Cuff tear arthropathy is a difficult clinical problem. Surgical treatment can be challenging as results may be unpredictable. Hemiarthroplasty for cuff tear arthropathy can yield satisfactory and functional results in patients despite rotator cuff deficiency. Reverse total shoulder designs are dependant on extreme forces to maintain stability, and are best left for the treatment of sedentary elderly patients with glenohumeral escape.


  1. Visotsky J.L., Basmania C., Seebauer L., Rockwood C.A., Jensen K.L. Cuff tear arthroplathy: Pathogenesis, classification and algorithm for treatment. J Bone Joint Surg AM. 2004;86:35-40
  2. Neer C.S. 2nd, Craig E.V., Fukuda H. Cuff-tear arthropathy. J Bone Joint Surg Am. 1983;65:1232-44.
  3. Franklin J.L., Barrett W.P., Jackins S.E., Matsen F.A. 3rd. Glenoid loosening in total shoulder arthroplasty. Association with rotator cuff deficiency. J Arthroplasty 1988;3:39-46. 12.

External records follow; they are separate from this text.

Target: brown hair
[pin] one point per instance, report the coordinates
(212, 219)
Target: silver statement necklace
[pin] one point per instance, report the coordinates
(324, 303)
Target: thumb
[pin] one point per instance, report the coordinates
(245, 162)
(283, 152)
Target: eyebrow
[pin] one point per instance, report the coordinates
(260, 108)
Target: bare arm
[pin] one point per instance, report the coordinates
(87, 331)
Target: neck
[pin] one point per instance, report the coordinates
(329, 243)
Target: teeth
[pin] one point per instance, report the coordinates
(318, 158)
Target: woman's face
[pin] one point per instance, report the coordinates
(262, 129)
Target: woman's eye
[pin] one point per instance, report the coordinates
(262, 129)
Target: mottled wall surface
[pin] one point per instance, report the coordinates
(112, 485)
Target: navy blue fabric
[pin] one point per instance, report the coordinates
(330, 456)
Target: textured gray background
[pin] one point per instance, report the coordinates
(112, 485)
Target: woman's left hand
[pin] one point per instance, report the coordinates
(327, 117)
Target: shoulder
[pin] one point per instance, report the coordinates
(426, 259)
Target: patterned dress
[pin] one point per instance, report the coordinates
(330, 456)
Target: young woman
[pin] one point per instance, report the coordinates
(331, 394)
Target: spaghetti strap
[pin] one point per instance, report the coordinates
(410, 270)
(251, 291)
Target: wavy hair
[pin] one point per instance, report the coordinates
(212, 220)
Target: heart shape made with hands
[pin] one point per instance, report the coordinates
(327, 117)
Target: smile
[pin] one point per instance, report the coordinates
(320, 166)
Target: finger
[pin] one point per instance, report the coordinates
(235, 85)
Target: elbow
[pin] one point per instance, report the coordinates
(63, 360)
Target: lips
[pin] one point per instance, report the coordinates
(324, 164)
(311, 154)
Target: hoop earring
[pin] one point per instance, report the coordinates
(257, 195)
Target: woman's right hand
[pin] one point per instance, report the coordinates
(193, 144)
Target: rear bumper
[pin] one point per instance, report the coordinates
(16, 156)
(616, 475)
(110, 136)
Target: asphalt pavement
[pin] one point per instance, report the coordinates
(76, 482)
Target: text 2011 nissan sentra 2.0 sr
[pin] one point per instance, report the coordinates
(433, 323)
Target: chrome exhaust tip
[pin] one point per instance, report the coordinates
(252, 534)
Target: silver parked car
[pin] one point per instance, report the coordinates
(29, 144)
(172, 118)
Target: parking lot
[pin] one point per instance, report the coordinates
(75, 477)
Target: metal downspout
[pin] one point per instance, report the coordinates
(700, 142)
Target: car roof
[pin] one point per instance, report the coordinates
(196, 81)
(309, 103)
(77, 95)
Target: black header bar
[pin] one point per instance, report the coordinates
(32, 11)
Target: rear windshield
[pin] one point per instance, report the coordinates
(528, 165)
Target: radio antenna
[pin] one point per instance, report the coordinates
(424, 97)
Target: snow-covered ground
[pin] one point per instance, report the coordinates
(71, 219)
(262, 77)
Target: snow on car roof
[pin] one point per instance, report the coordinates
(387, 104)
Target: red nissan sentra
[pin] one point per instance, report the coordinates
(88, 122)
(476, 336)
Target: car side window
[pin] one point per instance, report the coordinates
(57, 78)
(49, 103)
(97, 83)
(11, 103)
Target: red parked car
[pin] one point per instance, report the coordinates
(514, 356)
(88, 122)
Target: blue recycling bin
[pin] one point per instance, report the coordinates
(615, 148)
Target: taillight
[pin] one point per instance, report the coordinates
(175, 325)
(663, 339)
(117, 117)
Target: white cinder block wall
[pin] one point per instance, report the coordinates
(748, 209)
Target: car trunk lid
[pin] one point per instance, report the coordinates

  4. Seebauer L., Walter W., Keyl W. Reverse total shoulder arthroplasty for the treatment of defect arthropathy. Oper Orthop Traumatol. 2005;17:1-24.
  5. Zuckerman J.D., Scott A.J, Gallagher M.A. Hemiarthroplasty for cuff tear arthropathy. J Shoulder Elbow Surg. 2000;9:169-72.
  6. Sanchez-Sotelo J., Cofield R.H., Rowland C.M. Shoulder hemiarthroplasty for glenohumeral arthritis associated with severe rotator cuff deficiency. J Bone JointSurg Am. 2001;83:1814-22.11.